Productive memory: films such as those of the Cuban Tomás Gutiérrez Alea that aim at helping a revolutionary society to keep “dreaming forward” (Ernst Bloch).

Reclaimed memory: the active rethinking of the past in oppositional terms to the hegemonic narratives, as in Peter Weiss’s Aesthetics of Resistance, based on the history of workers’ struggles in Germany from 1918 to 1945. 

Of course this typology is fluid and many films belong to various categories at the same time. Although movies are the central object of the research, other cultural artifacts, such as poems, novels, or manifestos, are also discussed from the viewpoint of their radical and subversive use of memory.

One very interesting topic, which is not treated separately but runs through the whole book, is the role of surrealism, the movement that, according to Walter Benjamin, was able to win “the energies of intoxication for the revolution.” The concept of “convulsive beauty,” for instance, is essential to understand Buñuel’s movies, from the scandalous and subversive L’Age d’Or (1930)—forbidden by the French police for decades—to his later works.
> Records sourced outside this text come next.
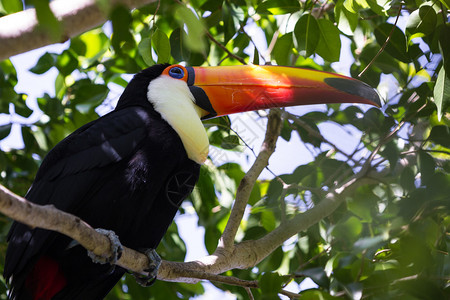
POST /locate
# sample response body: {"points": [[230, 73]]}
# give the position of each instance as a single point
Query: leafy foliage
{"points": [[390, 238]]}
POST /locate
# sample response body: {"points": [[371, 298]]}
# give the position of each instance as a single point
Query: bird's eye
{"points": [[176, 72]]}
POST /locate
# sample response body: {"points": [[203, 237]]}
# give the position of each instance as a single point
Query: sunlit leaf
{"points": [[44, 63], [347, 20], [441, 92], [278, 7], [178, 47], [440, 135], [145, 50], [307, 34], [283, 49], [396, 45], [422, 20], [12, 6], [5, 130], [195, 28], [161, 44], [329, 46], [47, 20]]}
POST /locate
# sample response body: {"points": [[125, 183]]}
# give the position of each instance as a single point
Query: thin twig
{"points": [[385, 43], [249, 293], [231, 54], [247, 183]]}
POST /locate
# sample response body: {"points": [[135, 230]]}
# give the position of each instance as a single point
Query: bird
{"points": [[128, 171]]}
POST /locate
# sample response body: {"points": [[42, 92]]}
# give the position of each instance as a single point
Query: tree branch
{"points": [[19, 32], [246, 185]]}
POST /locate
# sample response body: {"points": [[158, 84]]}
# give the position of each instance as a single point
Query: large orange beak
{"points": [[232, 89]]}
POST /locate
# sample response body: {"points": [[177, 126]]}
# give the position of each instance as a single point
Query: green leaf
{"points": [[121, 21], [318, 275], [178, 47], [407, 178], [444, 46], [91, 45], [329, 46], [47, 20], [256, 56], [283, 49], [5, 130], [231, 16], [268, 220], [271, 284], [230, 142], [278, 7], [44, 63], [440, 134], [145, 50], [441, 92], [161, 45], [422, 20], [87, 95], [348, 230], [66, 62], [12, 6], [306, 34], [196, 32], [426, 166], [20, 106], [312, 294], [347, 20], [396, 45], [446, 3]]}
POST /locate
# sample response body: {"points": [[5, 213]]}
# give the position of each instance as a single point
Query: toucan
{"points": [[128, 171]]}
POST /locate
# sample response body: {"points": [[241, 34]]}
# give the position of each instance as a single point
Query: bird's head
{"points": [[185, 95]]}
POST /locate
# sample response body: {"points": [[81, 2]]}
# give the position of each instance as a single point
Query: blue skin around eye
{"points": [[176, 72]]}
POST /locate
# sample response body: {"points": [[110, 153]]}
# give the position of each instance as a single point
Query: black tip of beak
{"points": [[355, 87]]}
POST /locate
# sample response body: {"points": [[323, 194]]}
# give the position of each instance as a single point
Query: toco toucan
{"points": [[129, 170]]}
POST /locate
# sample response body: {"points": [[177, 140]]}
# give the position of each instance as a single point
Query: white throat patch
{"points": [[173, 100]]}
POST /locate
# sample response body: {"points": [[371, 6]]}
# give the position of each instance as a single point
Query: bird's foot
{"points": [[152, 270], [116, 248]]}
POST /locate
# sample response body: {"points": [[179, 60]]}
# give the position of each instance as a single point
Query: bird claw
{"points": [[152, 270], [116, 248]]}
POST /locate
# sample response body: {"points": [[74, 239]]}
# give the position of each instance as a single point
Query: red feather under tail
{"points": [[46, 279]]}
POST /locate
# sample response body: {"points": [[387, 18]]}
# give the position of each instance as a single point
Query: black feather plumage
{"points": [[127, 171]]}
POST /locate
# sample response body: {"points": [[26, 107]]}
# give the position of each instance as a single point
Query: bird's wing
{"points": [[72, 171]]}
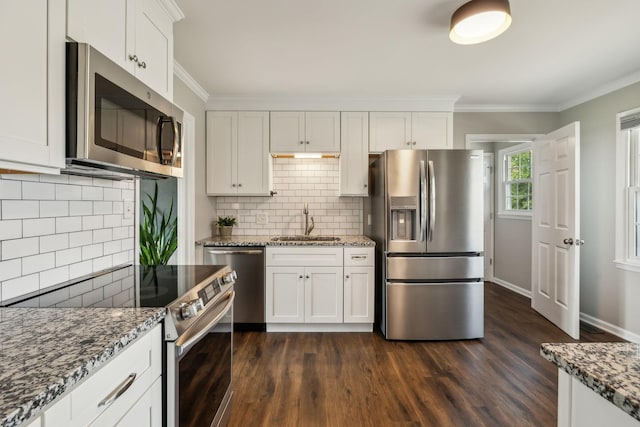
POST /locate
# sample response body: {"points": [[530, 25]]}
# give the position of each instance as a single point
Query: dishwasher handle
{"points": [[235, 252]]}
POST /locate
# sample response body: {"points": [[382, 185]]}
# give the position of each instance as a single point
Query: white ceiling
{"points": [[556, 53]]}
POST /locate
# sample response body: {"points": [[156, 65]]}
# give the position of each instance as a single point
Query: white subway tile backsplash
{"points": [[82, 238], [19, 248], [54, 242], [54, 208], [38, 191], [80, 208], [38, 227], [297, 182], [54, 228], [68, 192], [11, 229], [68, 224], [37, 263], [19, 209]]}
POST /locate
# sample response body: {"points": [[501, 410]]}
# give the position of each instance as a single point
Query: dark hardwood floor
{"points": [[360, 379]]}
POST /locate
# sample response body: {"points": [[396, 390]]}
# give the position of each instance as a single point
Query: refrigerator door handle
{"points": [[423, 201], [432, 200]]}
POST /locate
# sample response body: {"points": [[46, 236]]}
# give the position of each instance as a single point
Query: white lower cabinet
{"points": [[319, 288], [127, 391]]}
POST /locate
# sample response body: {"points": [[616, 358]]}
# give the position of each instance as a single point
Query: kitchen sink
{"points": [[305, 239]]}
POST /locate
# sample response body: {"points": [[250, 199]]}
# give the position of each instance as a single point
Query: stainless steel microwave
{"points": [[115, 122]]}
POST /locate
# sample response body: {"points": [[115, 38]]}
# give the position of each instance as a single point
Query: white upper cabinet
{"points": [[416, 130], [136, 34], [32, 86], [354, 153], [299, 132], [238, 160]]}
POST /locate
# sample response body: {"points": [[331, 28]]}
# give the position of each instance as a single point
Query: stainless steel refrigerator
{"points": [[425, 212]]}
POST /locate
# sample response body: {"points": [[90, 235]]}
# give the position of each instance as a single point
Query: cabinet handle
{"points": [[118, 391]]}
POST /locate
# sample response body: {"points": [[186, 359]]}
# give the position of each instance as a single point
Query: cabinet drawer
{"points": [[142, 358], [358, 257], [304, 256]]}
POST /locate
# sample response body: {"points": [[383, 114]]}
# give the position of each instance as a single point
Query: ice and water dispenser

André Breton, the founder of surrealism, defined convulsive beauty as being at the same time “explosive/fixed, veiled/erotic, and magical/circumstantial.” As Inez Hedges emphasizes, in films by Buñuel, Arrabal, and Almodovar convulsive beauty and convulsive memory “function both as explosive counter-memory to the Franco years and as reconnection to the fractured moments of the national past.”

Surrealism is also a key component of anti-colonial radical memory. Since the beginning of the movement, the surrealists denounced the French colonial wars in Morocco (1925) and the French Colonial Exposition (1931). In Michel Leiris and George Bataille’s journal Documents, surrealism and ethnography joined hands. As Franklin Rosemont, the Chicago surrealist, later wrote, the surrealists recognized so-called primitive arts as a radically new kind of beauty, which he called “convulsive”: a disturbing and subversive form of art, inseparable from revolt. 

A decisive moment in the history of radical black culture occurred in 1941, when André Breton, visiting Martinique on his way to New York, met Aimé and Suzanne Césaire, the editors of the surrealist journal Tropiques. Breton was completely fascinated and wrote about Césaire, “Defying all by himself an era of general abdication of the mind, a black man guides us today into unexplored regions on a path of sparks (étincelles).” Soon after, Suzanne Césaire wrote a beautiful essay commenting on this meeting, “Surrealism, tightrope of our hope” (1943). And Aimé Cesaire’s famous and explosive anti-colonial poem and manifesto, Cahiers d’un retour au pays natal (1947) is shot through with electric surrealist images. 

Inez Hedges doesn’t mention films in this context, but a documentary picture on the so-called primitive arts such as L’Invention du Monde (1955) by surrealist movie director Michel Zimbacca, with a text written by the surrealist poet Benjamin Péret, is a striking example of surrealist “radical memory.”

Surrealism is also present, in one way or another, in films by Chris Marker, Tomás Gutiérrez Alea, and others, as faith in the immense subversive potential of imagination and dream.

Each reader of this book has of course their own list of films that embody oppositional memory. Among my favorite are two pictures by Italian director Gilles Pontecorvo, The Battle of Algiers (1966, briefly mentioned in the book) and Queimada (1969, missing from the book), about a black slave rebellion on a tropical island. But Inez Hedges has done beautiful work, bringing together an impressive collection of radical, critical, or “convulsive” masterpieces of world cinema and exploring the ways they were able to produce cultural memory.